Issue for determination

[8]        The issue for determination in this matter is whether the applicant followed the correct procedure in contesting the determination of security by the Registrar.

[9]        Rule 59 deals with the issue of determination of security for costs. The question of furnishing security is a question of practice and not substantive law. In the proceedings instituted by a pregrinus against an incola the court is entitled to protect the incola before it will assist the pregrinus1.

[10]      Rule 59(4) provides that if a party from whom security for costs has been demanded or fixed by the Registrar fails to pay the amount, the other party, in this case the respondents, may apply to the managing judge on notice to the other party, in this case the applicant, that such security be given and that the proceedings be stayed until the order is complied with. The security amount is determined without a Bill of Costs being drawn. The rule is silent on what the party who is dissatisfied with the registrar’s determination should do, but I think that it stands to reason that such party is not without remedy. He or she has the right to apply to court to have the decision of the Registrar reviewed and/or set aside2.

[11]      Rule 75(1) is envisaged for review of taxation of costs where any party dissatisfied with the ruling of the taxing master as to any item or part of an item which was objected to or disallowed mero motu by the taxing master. A dissatisfied party may take steps to have the decision of the taxing master reviewed. A review of taxation under rule 75 is limited to those cases where there was an objection and those instances where the taxing master disallowed an item mero metu3. In other words, this rule can only be invoked if there is a Bill or Costs and a party is dissatisfied with the decision of the taxing master in respect of the allocatur ultimately issued.

[12]      It is common cause that the dispute in this matter did not originate from a ruling of the taxing officer but from a determination by the Registrar. The whole issue between the parties has nothing to do with taxation of costs.

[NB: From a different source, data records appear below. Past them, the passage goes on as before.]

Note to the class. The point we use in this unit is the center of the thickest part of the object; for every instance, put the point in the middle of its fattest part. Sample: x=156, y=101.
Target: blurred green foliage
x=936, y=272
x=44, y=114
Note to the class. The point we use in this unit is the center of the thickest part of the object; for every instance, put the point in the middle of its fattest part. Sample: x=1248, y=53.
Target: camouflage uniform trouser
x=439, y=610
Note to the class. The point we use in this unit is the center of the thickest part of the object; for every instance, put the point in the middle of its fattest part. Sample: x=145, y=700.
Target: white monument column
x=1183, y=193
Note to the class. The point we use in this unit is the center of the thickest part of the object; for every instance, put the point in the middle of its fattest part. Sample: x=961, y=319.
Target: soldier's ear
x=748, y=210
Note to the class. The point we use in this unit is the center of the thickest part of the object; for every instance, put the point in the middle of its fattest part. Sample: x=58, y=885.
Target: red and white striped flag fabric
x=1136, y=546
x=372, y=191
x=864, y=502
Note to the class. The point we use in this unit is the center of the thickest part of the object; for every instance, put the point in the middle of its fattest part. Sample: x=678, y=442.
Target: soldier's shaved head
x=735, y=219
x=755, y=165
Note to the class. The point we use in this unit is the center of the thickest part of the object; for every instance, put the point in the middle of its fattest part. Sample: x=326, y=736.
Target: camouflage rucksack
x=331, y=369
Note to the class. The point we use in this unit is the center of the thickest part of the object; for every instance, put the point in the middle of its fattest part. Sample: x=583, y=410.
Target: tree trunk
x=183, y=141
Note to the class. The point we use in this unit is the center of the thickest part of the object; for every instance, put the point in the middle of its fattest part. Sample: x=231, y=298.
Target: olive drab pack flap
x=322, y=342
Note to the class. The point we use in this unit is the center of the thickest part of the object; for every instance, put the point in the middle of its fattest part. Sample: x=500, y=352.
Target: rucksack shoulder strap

It is further common cause that no Bill of Costs was prepared.

[13]      In my view the applicant’s legal practitioner clearly adopted the wrong procedure to contest the determination by the Registrar by issuing a notice in terms of rule 75(1), requesting “the taxing master to furnish him, the parties (with) an allocatur of the security amount determined by him”. The legal practitioner for the applicant ought to have known that there would be no allocatur available.

[14]      Similarly, the written submissions purportly made in terms of rule 75(4) are, in my view, misplaced and do not find application in the context of rule 59. It would appear from case law that, rule 75 does not even apply where there is a bill of cost for taxation but one of the parties had not attended the taxation4; or if the party opposing a taxation of a Bill of Costs failed to object when the matter was before the taxing master5.

[15]      In my view the procedure the applicant’s legal practitioner ought to have adopted should have been to have the Registrar’s determination reviewed by the court.

[16]      The conclusion I have arrived, is that there is no proper application by the applicant before me, to review and to correct or set aside the Registrar’s determination.

[17]      In the result I make the following order:

The matter is referred back to the Registrar.

___________________

H Angula

Deputy-Judge President

 

APPEARANCES

APPLICANT:                               P Erasmus

                                                 Of Erasmus & Associates, Windhoek

RESPONDENT:                         A Harmse

                                               Of Fisher, Quarmby & Pfeifer, Windhoek


1Herbestein and Van Wisen, 3rd edition, page 245.

2Pharumela and Another v St. John’s Apostolic Faith Mission of SA and Another 1975 SA (1) 311.

3Mcunu v Southern Insurance Association Ltd 1977 (2) SA 18 (SE) at 19A.

4Gran-Or (EDMS) BPK v Bevan 1969 (2) SA 87 (T).

5Daywine Properties (Pty) Ltd v Murphy and Another 1991 (3) SA 216 (D).